We have hit the tail end of a cold front, and it is windy; gusts up to thirty knots. It is cool to cold out there, and the ocean has whipped up to kick us around. It is a rough ride again, mostly in pitch, which means my bed will dump my pate into the head board, and then swat my feet at the foot board…bonk, thump, bonk, thump, bon

Wednesday, February 11, 2009

45th day: we are at -31° 9.4’ and + 3° 11.1’. I am in a wind-down mode, kind of let down…not a depression, but a funk. A long job is finished, and storms and seas for this long trip become a memory. Already, I have tickets to Singapore on March 2. So the work continues, and I am fortunate in the climate we have found ourselves in, but I would like more time off to do my own things.

A great sea monster lived at each end of the Straits of Messina, between Sicily and Italy. One was Scylla, who had a large head on six long necks, and she feasted on sailors six at a time. She lived on a great rock that went out into the sea. The other was Charybdis, formerly the beautiful naiad daughter of Poseidon and who had been supportive of her father against Zeus. She had ridden the storm and became the surge that devoured beaches and cities, claiming much new land for Poseidon. Zeus became enraged and turned her into a sea monster, a giant bladder, on the other end of the strait from Scylla. This monster inhaled huge quantities of sea water three times a day and spewed it back out, thus creating immense whirlpools. Odysseus had to choose which monster (being, as he was, caught between a rock and a whirlpool) he would favor in passing his ship toward home. The distance between the two monsters was only a bow shot, so one of them would affect the ship. He chose Scylla, the many-headed monster, even though he was assured of losing at least six men. He reasoned that there was too much chance that Charybdis would devour the ship and its crew entirely. The Greeks proceeded through the strait nearer Scylla, and her six long necks reached down, and each great maw took a man and ate him. The crew, of course, second-guessed Odysseus.
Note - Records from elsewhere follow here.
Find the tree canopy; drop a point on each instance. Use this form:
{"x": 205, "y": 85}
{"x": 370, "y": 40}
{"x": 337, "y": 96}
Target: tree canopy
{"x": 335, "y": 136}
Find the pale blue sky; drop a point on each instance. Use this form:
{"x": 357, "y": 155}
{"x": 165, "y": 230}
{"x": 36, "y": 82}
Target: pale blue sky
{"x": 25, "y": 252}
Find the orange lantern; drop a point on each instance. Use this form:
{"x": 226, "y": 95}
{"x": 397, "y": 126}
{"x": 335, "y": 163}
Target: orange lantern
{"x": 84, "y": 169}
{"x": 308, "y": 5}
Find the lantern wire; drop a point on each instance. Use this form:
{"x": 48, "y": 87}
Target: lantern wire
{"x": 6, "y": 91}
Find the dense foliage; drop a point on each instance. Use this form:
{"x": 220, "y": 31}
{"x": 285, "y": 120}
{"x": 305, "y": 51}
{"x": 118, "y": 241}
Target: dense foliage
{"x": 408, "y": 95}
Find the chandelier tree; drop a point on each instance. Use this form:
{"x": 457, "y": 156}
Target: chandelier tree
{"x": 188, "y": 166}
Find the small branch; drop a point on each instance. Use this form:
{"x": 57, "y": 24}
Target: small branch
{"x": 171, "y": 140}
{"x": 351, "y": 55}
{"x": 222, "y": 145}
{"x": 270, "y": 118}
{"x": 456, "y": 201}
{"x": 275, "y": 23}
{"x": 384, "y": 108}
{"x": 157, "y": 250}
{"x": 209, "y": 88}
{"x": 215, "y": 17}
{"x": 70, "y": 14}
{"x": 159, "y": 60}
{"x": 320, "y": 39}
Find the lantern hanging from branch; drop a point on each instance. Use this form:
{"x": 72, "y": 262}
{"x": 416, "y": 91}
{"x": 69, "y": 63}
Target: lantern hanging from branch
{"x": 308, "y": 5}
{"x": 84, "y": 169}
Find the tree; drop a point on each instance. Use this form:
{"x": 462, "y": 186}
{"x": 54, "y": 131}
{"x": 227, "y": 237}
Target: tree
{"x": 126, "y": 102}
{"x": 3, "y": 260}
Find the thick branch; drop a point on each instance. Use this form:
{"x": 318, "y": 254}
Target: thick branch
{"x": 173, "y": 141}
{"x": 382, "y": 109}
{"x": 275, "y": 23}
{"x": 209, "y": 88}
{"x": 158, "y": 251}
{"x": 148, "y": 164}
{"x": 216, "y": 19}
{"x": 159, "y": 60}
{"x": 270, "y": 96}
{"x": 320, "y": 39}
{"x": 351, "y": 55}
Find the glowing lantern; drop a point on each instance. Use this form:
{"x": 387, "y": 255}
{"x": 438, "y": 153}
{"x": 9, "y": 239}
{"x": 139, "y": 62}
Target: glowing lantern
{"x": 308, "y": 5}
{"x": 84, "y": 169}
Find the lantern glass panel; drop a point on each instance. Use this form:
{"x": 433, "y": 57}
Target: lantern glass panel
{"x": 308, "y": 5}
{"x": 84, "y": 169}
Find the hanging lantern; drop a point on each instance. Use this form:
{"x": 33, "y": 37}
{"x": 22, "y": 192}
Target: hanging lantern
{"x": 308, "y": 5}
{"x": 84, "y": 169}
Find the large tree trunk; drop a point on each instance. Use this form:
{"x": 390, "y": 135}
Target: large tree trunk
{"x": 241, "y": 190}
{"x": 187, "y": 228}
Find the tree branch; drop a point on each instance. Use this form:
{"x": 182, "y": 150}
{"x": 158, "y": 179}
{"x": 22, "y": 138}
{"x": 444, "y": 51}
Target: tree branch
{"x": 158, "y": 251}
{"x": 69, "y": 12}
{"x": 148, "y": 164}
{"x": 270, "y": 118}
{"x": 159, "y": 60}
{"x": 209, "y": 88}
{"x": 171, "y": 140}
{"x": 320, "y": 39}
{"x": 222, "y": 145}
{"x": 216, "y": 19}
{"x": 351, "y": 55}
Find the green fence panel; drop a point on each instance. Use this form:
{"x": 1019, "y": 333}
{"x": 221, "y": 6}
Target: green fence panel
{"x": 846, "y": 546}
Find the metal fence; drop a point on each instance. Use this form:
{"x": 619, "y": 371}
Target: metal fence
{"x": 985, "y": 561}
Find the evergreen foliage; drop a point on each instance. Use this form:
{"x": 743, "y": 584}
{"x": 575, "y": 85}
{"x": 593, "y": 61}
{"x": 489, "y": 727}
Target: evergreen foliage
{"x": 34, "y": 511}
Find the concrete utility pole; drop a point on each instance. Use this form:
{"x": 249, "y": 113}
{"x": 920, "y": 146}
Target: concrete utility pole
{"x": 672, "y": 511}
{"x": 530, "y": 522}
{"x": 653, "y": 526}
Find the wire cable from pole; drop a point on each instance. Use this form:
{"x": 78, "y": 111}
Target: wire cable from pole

Now, I need to go to the Straits of Messina to see which way that whirlpool turns, and then I must come back down here and find a whirlpool and see which way IT turns. Then we’ll know for sure: Coriolis is, or he ain’t. According to my calculations, he two thirds is. I performed the tie-breaker regarding direction of turn in the lavatory of my own state room, but that drain is such that it doesn’t pull enough water to make a whirlpool. However, in the event that the drain is not being influenced by a restriction, but rather the earth’s rotation, I am hedging my bet in favor of Coriolis to 75%. If you don’t agree with this, then do your own physics!